Chapter 20
J ane! will you hear reason? (he stooped and approached his lips to my ear) because, if you won’t, I’ll try violence. - Charlotte Bronte , Jane Eyre
Dimitri
“Mr. Kosgov, we need to prepare for landing. Mr. Kosgov?”
Distracted, I finally heard her and looked up from my phone. “Yes. Thank you, Meghan.”
Picking up my glass, I drained the last of the contents and handed it to her.
After buckling my seat belt, I once more reached for my phone.
Tapping the screen, the Google map reappeared.
There was a small red dot showing the GPS on Emma’s phone.
It was several miles away from her apartment.
Several miles away from where she was supposed to be right now.
She was supposed to be safely tucked in her bed.
I should have known something was up. Her voice had sounded strained on the phone when I’d talked to her earlier; I just assumed she was tired.
After all, I had kept her up half the night fucking her raw and then she had class and work today.
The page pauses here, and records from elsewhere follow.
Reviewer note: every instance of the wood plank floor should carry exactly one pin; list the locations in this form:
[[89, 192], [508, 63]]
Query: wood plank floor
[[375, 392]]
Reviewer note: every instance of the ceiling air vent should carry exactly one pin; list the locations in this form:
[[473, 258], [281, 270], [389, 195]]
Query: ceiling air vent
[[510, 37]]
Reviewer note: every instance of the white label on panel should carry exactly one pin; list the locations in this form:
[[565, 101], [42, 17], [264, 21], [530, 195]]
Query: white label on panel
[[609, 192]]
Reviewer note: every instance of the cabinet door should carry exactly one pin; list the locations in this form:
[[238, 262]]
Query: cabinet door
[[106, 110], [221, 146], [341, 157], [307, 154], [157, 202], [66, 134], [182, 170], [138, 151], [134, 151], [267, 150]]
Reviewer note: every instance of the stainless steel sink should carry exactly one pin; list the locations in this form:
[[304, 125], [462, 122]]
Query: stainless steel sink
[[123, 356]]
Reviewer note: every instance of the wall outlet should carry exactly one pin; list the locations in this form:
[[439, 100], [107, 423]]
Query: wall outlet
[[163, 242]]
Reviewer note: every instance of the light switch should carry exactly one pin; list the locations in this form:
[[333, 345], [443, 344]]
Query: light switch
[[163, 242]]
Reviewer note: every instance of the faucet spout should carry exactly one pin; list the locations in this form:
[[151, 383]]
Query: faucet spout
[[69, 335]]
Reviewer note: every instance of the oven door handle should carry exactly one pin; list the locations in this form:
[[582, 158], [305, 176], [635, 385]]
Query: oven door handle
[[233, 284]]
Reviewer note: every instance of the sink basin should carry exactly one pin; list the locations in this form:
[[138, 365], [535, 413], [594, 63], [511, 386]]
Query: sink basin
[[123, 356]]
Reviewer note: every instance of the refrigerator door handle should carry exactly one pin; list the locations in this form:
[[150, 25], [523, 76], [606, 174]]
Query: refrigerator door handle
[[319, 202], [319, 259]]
Never in a million years did I think the little minx was lying to me.
Sure, she hadn’t overtly said she was in for the night, but my baby girl damn well knew that was what I’d assumed when I’d ended our call.
A lie by omission is still a lie… and the punishment will be the same.
Goddamn it. She should be home safe in my bed waiting for me right now.
After the urgent phone call I had received from Vaska this morning, there hadn’t been time to prepare for her to remain at my place.
Problem was, I didn’t know her class and work schedule yet, and I didn’t want her traveling from the college all the way downtown alone, even if I could arrange for a private car service.
With the newly installed security system, I figured it was preferable she reside at her place, which was closer to the college, and where she had Mary for company… for now.
Fucking Moroccan problem.
A few of our military contacts had been in New York at the United Nations under the guise of a peacekeeping meeting.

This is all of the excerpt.